How we designed the ECS architecture for CatGame, the mistakes we made, and why pure data components won over hybrid approaches.

The First Mistake

Our first ECS design had components with methods. Update() on the player component. Render() on the mesh component. It felt natural — object-oriented thinking dies hard.

Within two weeks, we had circular dependencies, unclear ownership, and test setups that required instantiating half the engine. The architecture was supposed to solve these problems, not create them.

Pure Data, Pure Functions

The redesign was radical: components became pure data structures. No methods. No inheritance. No hidden logic.
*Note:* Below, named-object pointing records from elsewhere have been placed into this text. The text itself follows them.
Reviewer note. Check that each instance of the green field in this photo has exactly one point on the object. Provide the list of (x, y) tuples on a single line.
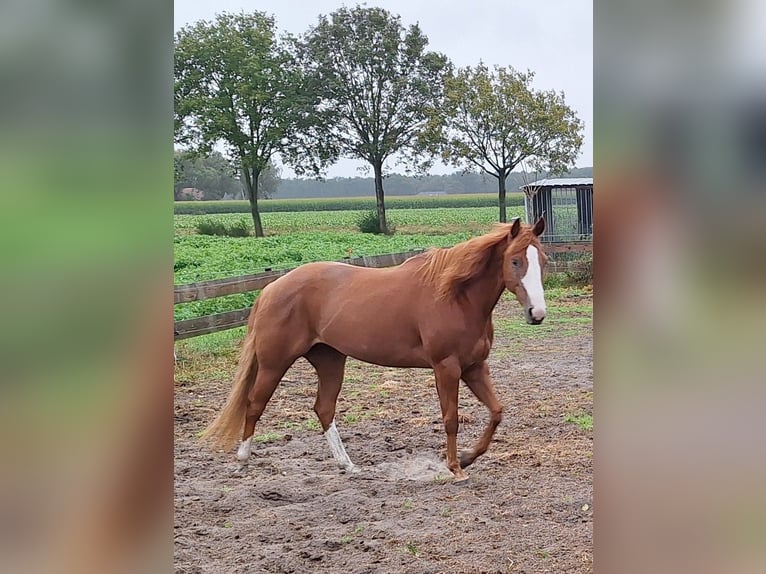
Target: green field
[(515, 199), (294, 238)]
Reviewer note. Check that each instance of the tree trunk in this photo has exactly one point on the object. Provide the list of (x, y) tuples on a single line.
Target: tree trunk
[(251, 186), (377, 167), (501, 197)]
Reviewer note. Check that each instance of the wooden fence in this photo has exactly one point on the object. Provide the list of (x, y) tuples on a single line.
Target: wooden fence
[(218, 287), (230, 319)]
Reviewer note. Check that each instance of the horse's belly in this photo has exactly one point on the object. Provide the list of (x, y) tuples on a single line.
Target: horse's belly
[(413, 360)]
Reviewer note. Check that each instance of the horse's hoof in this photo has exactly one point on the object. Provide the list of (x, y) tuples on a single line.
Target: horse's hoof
[(459, 477)]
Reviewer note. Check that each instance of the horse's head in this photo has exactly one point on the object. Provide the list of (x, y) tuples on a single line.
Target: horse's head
[(523, 262)]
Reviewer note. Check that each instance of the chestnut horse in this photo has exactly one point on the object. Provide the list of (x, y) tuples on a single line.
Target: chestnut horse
[(433, 311)]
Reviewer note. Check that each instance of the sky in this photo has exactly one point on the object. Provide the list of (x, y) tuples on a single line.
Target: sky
[(552, 38)]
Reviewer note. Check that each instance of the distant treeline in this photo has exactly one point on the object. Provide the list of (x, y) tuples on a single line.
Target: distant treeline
[(406, 185)]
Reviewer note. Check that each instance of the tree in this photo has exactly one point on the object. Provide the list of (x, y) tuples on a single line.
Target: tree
[(494, 121), (375, 85), (270, 179), (235, 84)]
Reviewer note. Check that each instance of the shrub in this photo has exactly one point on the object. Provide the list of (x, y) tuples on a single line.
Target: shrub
[(368, 223), (210, 226), (240, 228)]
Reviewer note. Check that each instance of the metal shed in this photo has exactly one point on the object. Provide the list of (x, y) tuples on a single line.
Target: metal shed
[(568, 206)]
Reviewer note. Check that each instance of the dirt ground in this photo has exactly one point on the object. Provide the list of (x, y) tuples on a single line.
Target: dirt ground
[(527, 507)]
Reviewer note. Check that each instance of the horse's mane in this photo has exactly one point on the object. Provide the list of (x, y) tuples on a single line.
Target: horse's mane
[(448, 269)]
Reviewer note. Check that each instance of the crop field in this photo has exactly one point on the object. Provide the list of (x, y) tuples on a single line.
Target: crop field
[(514, 199)]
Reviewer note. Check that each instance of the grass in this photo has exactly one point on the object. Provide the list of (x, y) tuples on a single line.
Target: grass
[(267, 437), (582, 420)]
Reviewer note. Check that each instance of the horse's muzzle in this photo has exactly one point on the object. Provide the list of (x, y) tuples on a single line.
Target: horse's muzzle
[(531, 319)]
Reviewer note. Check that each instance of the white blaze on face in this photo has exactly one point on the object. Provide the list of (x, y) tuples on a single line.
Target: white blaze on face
[(533, 283)]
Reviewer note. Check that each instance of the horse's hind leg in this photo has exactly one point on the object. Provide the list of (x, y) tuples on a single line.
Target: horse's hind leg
[(329, 365), (266, 381), (478, 380)]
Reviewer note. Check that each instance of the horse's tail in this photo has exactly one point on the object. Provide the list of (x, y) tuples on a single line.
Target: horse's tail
[(224, 431)]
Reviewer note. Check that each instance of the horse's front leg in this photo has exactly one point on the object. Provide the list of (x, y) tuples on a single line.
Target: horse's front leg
[(447, 384), (478, 380)]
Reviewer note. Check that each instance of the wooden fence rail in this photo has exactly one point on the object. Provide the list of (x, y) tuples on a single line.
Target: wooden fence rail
[(218, 287)]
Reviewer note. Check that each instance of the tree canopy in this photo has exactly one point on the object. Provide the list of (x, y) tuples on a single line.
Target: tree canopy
[(375, 85), (493, 121), (235, 85)]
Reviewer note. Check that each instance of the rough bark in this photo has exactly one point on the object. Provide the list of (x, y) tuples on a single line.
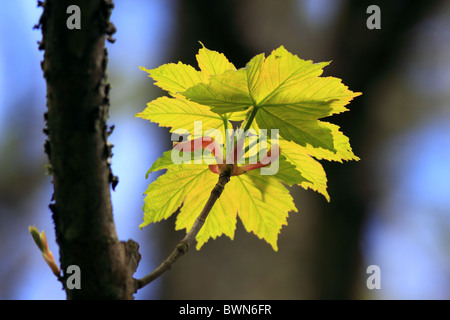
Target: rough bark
[(74, 67)]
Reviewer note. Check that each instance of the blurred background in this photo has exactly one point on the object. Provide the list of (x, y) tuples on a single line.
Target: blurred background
[(391, 209)]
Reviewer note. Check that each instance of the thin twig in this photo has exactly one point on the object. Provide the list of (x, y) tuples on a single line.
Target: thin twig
[(182, 247)]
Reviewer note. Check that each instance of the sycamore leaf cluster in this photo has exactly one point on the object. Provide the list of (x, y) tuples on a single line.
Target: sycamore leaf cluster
[(280, 91)]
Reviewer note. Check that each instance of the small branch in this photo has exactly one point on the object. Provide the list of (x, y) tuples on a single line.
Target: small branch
[(182, 247)]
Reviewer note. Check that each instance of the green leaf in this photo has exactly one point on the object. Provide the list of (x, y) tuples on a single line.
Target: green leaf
[(261, 202), (288, 92), (180, 114), (280, 92)]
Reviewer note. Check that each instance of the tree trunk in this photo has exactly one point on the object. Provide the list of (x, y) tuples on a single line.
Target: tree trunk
[(74, 67)]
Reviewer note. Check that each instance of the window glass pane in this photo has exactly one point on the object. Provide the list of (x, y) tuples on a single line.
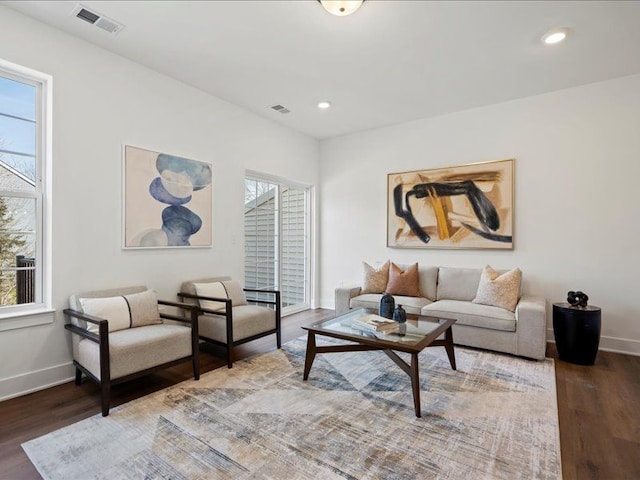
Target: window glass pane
[(17, 250), (17, 135), (293, 246), (17, 99), (17, 172)]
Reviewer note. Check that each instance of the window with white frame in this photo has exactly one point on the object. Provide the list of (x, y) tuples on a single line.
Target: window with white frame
[(24, 148), (276, 233)]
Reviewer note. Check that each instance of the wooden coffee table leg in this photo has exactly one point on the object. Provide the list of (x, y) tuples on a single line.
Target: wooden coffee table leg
[(448, 345), (311, 354), (415, 383)]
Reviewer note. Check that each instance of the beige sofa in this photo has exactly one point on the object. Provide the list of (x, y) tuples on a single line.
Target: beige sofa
[(448, 293)]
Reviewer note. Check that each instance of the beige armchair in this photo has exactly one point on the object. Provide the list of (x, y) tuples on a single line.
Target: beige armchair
[(227, 318), (120, 334)]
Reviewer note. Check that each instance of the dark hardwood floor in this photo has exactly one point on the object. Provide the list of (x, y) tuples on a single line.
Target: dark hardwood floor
[(598, 408)]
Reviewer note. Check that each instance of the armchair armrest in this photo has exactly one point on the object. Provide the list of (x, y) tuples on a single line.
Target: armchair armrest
[(531, 318), (183, 306), (103, 325), (102, 339), (343, 296)]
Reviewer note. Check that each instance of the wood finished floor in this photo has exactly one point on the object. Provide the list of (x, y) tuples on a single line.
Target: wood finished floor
[(598, 409)]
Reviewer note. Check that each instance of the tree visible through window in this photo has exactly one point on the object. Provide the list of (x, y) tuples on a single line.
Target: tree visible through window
[(20, 191)]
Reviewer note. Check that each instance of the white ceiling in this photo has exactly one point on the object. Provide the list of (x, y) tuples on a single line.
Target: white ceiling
[(390, 62)]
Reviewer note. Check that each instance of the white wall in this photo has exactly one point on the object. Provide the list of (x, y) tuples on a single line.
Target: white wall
[(100, 102), (577, 211)]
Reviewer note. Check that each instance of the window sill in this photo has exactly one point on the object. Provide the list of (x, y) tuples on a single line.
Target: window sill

Just fields, serialized to and from TOML.

// Before: component with behavior struct PlayerComponent { void Update(float dt); float speed; float jumpForce; }; // After: pure data struct PlayerComponent { float speed = 5.0f; float jumpForce = 7.5f; };

All behavior moved into systems — BaseSystem subclasses with explicit lifecycles, registered with a Singleton<T> pattern. Systems query components, transform data, and write results. Components don't know systems exist. Systems don't know about each other unless they explicitly depend on each other's output.

The TOML Contract

One of the best decisions we made was requiring every component to be TOML-serializable. This wasn't just about saving levels — it was about enforcing the pure-data contract. If a component has methods that mutate state in non-obvious ways, it can't be cleanly serialized. The serialization requirement became a design constraint that kept us honest.

If you can't serialize it, it's not pure data. If it's not pure data, it doesn't belong in a component.

Scene Tags: The Other Revelation

Scenes in CatGame are tag-first. Every scene requires at least one tag — the name is optional. This was a late change that simplified the scene management code dramatically. Instead of looking up scenes by string name (fragile, typo-prone), we query by tag. Multiple scenes can share a tag. The scene loader doesn't care about names; it cares about what kind of scene it is.

What We'd Do Differently

The Singleton<T> pattern for systems works, but it makes testing harder than it should be. If we were starting today, we'd consider an explicit dependency injection container instead. The singleton pattern is convenient — Engine::get_system<T>() is one line — but it creates hidden coupling that only shows up when you try to isolate a system for unit testing.

That said, the core principle — pure data components, behavior in systems, TOML serialization — has held up for over a year of development. It's the architectural backbone of the engine, and it's one of the few early decisions we haven't had to fundamentally revisit.